خون شدست اندر بن آن خوش درخت ** خواجه راکشتست این منحوسبخت
Allah’ın hilmi, bunu şimdiye kadar örttü. Fakat bu kaltaban, buna hiç şükretmedi.
تا کنون حلم خدا پوشید آن ** آخر از ناشکری آن قلتبان
Efendisinin çoluğuna, çocuğuna ne nevruzlarda bir şey verdi, ne bayramlarda,
که عیال خواجه را روزی ندید ** نه بنوروز و نه موسمهای عید
O yoksulların, o muhtaç biçarelerin hallerini, hatırlarını bir lokmayla olsun arayıp sormadı, eski hakları aklına bile getirmedi.
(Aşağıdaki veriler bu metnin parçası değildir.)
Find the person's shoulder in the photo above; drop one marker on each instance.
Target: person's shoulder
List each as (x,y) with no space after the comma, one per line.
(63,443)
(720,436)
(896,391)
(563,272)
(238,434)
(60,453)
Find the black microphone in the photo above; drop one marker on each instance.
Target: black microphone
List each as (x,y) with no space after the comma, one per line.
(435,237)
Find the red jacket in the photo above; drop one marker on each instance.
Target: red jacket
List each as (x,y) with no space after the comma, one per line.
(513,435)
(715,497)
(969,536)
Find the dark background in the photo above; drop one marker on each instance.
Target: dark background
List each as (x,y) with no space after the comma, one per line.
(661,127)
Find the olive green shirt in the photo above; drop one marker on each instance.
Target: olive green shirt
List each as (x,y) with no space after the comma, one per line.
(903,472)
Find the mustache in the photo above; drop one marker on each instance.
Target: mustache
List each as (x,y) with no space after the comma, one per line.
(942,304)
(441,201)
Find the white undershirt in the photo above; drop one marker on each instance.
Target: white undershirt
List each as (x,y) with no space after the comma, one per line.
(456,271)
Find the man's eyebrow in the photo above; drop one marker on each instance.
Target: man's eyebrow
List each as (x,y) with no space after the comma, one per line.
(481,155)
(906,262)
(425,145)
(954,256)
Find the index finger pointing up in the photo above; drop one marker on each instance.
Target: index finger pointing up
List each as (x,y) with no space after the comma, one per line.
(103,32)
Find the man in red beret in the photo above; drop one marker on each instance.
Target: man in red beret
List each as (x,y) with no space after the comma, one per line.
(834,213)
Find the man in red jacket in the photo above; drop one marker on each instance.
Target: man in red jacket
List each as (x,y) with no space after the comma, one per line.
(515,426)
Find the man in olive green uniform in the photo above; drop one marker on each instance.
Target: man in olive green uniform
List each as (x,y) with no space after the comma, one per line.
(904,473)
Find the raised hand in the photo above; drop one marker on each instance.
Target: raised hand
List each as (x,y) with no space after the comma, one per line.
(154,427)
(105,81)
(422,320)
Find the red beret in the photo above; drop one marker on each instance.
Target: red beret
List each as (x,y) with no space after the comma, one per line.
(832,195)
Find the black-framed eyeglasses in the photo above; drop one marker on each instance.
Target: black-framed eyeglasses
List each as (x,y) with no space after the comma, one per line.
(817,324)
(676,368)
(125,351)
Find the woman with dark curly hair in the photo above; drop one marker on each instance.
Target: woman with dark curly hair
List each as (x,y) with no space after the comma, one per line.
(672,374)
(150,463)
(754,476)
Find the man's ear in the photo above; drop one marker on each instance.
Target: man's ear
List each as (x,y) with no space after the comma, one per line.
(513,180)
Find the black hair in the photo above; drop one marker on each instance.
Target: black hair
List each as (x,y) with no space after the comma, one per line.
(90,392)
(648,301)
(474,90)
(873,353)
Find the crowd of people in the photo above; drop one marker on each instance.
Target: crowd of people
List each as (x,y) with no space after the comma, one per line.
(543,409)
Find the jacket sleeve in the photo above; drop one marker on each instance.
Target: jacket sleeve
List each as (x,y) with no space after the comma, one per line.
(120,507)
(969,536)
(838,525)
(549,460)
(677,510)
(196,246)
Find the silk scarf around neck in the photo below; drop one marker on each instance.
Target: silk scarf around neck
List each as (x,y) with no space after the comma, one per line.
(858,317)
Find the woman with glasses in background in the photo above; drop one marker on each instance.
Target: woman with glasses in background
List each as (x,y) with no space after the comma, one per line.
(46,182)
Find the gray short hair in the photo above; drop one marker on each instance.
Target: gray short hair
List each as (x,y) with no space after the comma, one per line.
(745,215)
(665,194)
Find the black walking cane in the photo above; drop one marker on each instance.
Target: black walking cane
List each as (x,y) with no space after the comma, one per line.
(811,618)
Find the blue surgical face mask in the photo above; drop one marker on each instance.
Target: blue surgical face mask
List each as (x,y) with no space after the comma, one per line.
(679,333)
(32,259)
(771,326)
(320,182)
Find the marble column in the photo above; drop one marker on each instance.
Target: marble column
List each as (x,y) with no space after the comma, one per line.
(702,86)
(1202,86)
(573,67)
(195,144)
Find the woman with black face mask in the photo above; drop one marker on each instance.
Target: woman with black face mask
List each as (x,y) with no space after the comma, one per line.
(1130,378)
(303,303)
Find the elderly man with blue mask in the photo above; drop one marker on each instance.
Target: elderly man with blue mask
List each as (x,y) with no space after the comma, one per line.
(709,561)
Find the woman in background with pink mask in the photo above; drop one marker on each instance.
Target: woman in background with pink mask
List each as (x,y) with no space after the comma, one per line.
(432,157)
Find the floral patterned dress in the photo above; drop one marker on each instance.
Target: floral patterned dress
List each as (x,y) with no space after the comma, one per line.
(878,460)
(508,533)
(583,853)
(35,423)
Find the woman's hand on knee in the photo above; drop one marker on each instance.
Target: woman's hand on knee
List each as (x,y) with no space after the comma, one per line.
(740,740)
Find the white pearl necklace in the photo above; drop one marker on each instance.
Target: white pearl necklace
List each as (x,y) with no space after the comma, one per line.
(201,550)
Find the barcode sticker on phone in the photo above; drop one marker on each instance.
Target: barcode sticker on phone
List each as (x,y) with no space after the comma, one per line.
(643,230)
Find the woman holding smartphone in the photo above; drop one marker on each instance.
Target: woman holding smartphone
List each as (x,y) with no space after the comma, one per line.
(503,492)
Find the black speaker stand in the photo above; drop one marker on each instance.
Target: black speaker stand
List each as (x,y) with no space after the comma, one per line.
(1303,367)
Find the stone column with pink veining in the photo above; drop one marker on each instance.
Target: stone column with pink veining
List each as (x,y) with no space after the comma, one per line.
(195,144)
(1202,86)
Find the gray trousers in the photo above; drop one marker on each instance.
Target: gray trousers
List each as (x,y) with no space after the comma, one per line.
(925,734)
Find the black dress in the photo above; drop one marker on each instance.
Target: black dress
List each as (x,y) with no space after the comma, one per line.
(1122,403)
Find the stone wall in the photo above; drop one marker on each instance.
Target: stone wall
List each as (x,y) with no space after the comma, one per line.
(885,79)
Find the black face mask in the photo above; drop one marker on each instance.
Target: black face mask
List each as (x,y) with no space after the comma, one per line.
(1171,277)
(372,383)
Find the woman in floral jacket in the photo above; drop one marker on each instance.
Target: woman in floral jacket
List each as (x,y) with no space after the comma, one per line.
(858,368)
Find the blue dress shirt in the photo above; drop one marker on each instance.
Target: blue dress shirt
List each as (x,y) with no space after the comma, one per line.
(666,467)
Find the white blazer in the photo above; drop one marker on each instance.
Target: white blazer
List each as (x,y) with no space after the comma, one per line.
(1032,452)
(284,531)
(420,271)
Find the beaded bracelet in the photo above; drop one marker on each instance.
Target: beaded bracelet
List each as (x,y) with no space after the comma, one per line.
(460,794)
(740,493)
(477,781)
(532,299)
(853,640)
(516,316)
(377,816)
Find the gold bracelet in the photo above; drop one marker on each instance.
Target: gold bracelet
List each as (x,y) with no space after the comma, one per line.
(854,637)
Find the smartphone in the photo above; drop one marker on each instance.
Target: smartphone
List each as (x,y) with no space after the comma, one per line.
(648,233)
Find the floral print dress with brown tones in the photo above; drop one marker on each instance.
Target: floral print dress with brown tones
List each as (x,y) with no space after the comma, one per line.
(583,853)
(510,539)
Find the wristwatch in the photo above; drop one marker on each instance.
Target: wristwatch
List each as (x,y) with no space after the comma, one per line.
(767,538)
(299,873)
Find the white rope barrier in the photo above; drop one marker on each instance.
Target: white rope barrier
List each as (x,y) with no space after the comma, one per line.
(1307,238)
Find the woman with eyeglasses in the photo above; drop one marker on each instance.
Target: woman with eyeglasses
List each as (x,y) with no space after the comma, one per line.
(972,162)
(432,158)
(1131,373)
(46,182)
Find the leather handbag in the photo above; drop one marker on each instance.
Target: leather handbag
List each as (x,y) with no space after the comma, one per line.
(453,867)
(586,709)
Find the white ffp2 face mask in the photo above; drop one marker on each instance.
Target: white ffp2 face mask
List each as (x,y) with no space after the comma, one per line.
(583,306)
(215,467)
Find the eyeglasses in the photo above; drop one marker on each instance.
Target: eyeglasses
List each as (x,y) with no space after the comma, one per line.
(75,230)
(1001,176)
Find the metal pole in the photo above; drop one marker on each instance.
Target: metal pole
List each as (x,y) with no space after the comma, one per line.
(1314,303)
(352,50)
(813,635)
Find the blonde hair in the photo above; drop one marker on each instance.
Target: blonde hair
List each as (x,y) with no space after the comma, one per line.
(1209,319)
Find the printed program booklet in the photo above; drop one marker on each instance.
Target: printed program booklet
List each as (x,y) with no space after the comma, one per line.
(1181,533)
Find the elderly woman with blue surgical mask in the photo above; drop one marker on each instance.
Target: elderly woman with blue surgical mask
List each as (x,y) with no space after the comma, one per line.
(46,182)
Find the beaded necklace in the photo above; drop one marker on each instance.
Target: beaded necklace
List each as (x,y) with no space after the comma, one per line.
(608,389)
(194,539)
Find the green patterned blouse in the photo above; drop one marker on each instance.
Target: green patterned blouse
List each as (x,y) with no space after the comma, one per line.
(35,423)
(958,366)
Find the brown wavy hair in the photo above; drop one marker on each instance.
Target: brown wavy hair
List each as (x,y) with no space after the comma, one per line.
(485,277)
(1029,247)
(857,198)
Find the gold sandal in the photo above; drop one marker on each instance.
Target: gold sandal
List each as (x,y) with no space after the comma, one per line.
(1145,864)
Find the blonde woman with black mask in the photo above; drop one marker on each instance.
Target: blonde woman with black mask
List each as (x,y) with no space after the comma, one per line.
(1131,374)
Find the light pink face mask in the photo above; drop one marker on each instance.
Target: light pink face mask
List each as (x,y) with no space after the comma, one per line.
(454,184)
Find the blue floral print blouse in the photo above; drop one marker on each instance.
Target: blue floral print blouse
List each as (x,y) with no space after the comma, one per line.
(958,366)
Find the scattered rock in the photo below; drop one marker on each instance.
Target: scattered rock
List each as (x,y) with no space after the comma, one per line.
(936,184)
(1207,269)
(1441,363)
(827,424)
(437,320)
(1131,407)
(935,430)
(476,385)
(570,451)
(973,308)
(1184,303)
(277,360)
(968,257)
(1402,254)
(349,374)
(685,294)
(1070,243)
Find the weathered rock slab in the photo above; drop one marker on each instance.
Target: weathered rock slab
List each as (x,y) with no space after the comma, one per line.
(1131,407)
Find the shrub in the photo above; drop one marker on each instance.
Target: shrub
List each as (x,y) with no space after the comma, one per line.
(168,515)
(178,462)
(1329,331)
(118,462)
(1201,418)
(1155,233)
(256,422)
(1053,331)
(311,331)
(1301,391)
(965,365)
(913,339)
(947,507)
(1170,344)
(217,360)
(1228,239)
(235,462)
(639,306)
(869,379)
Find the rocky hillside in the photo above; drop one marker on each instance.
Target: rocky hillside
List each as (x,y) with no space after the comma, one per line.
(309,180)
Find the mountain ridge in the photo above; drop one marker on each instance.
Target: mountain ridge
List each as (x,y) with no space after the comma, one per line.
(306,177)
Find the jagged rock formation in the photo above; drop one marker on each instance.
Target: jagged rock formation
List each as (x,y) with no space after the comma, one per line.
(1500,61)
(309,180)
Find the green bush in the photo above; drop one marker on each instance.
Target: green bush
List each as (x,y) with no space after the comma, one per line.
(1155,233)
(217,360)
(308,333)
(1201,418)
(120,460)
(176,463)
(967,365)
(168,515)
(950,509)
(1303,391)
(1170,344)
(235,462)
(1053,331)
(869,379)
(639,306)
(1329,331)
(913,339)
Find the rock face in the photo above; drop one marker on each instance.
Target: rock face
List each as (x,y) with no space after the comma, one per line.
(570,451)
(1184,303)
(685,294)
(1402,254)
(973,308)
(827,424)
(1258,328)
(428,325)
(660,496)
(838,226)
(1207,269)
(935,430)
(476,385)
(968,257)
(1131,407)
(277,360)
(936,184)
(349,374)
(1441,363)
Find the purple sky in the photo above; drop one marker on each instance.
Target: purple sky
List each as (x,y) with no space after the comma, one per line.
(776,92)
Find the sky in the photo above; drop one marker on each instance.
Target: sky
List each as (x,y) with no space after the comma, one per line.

بینوایان را به یک لقمه نجست ** یاد ناورد او ز حقهای نخست
Bu melun herif şimdi de bir öküz için onun oğlunu yere vuruyor.2450
تا کنون از بهر یک گاو این لعین ** میزند فرزند او را در زمین
Günahının perdesini kendi kaldırıyor, yoksa Allah, suçunu örtüyordu.
او بخود برداشت پرده از گناه ** ورنه میپوشید جرمش را اله
Bu kötü zamanede kâfir olsun, fasik olsun… Herkes, kendi perdesini kendi yırtar.
کافر و فاسق درین دور گزند ** پرده خود را بخود بر میدرند
Zulüm, can sırları arasında gizli kalır, fakat onu halkın önüne koyan zalimdir.
ظلم مستورست در اسرار جان ** مینهد ظالم بپیش مردمان
Hele bakın, benim boynuzlarım var, şu âlemde cehennem öküzünü bir görün diye kendisini kendisi gösterir!”
که ببینیدم که دارم شاخها ** گاو دوزخ را ببینید از ملا
Zalimin eliyle ayağının dünyada da zalimin sırrına şahadet etmesi
گواهی دادن دست و پا و زبان بر سر ظالم هم در دنیا
Elin, ayağın, içinde sakladığın şeye bu âlemde de şahadet eder.2455
پس همینجا دست و پایت در گزند ** بر ضمیر تو گواهی میدهند
İtikat ettiğin şeyleri söyle, gizleme diye gönlündeki şey, başına dikilir.
چون موکل میشود برتو ضمیر ** که بگو تو اعتقادت وا مگیر
Hele kızdığın, söylenmeye başladığın zaman yok mu… Gizlendiğin şeyleri kıldan kıla meydana çıkarır.
خاصه در هنگام خشم و گفت و گو ** میکند ظاهر سرت را مو بمو
Zulümde cefa, bu âlemde senin başına dikiliyor, bu iş için tayin edilmiş bir memur kesiliyor da hadi, ey el, ey ayak, yaptıklarını söyle, beni meydana çıkar diyor ya…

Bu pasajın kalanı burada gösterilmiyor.